Manisa'nın Soma ilçesine bağlı Eynez Maden Ocağı'nda 13 Mayıs 2014 yılında meydana gelen ve 301 madencinin yaşamını yitirmesine neden olan maden faciasının üzerinden 7 yıl geçti. Katliamdan 11 ay sonra başlayan hukuk süreci bugün hala devam ediyor. Akhisar Ağır Ceza Mahkemesi'nde yargılanan 45 sanıktan 37'si 2018 ylıında beraat etmiş, Soma Kömür İşletmeleri A.Ş. Yönetim Kurulu Başkanı Can Gürkan'a ise "basit taksir"den 15 yıl hapis cezası verilmişti. Ancak Gürkan, 18 Nisan 2019'da tahliye edilmişti. Yargıtay 12. Ceza Dairesi'nin 2020 Eylül ayında aldığı bir kararla "olası kastla ölüm ve olası kastla yaralama" suçundan her bir bir maktül için ayrı ayrı cezalandırma yapılması kararı dava için umut olmuştu. Tutuklu sanığın bulunmadığı davada ilk celse 13 Nisan 2021 tarihinde yapıldı. Bir sonraki duruşma ise 24 Mayıs'a ertelendi. ÇHD Genel Sekreteri ve davanın avukatlarından Nergiz Tuba Aslan ve gönüllü avukatlardan Emel Diril, Soma davasına ilişkin hukuk sürecini soL'a anlattı. Aslan, "Bu dava, işçilerin kar-zarar hesabında sadece bir rakam olarak hesaplandığı bir durumun çok net göstergesi. Burada sermayenin elinin soğutulmaması, her ne olursa olsun işçilerin canı pahasına o kömürün çıkarılması ve düzenin dönmesi için yapılan bir iş. Karar ne olursa olsun biz en sonuna kadar mücadele etme konusunda kararlıyız" dedi. Diril de 24 Mayıs'taki duruşmadan adil bir sonuç beklemediklerini kaydetti.
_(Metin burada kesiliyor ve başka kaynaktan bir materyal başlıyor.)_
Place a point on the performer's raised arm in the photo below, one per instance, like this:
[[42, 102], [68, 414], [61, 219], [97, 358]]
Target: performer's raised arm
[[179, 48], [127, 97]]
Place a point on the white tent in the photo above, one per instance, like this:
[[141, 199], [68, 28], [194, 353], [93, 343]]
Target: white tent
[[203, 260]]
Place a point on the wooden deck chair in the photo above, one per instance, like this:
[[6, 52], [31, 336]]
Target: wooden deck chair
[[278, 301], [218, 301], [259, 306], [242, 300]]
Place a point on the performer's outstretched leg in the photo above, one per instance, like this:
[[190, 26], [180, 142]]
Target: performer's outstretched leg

'Sanıkların arkasında devlet desteği vardı'

Aslan, katliamdan 11 ay sora dava sürecinin başladığını belirterek, bir yargı mekanizmasından beklenmeyecek hızda soruşturma yürütüldüğünü ifade etti. Belirli bir süre sonra başta şirket patronu olmak üzere üst düzey yetkililerin tutuklandığını da anımsatan Aslan, "Bu anlamda mahkeme heyeti insanüstü bir çabayla ve adil yargılamanın tüm şartlarını yerine getirmeye çalışarak bir yargılama faaliyeti yürütmeye başladı. İddianamede özellekle sorumluluğu olan kişiler hakkında olası kastla öldürme ve olası kastla yaralamadan davalar açılmıştı, her biri için ayrı ayrı cezalandırma talebi vardı iddianamede" dedi. Ancak Aslan, yargılma sırasında siyasal iktidarın müdahalesine çok fazla tanık olduklarını dile getirdi. Aslan, "Sanık tarafının inanılmaz bir özgüvenle hareket ettiği ve arkasında bir devlet desteği olduğunu dolaylı olarak gösterdiği bir yargılama faaliyeti devam etti" dedi.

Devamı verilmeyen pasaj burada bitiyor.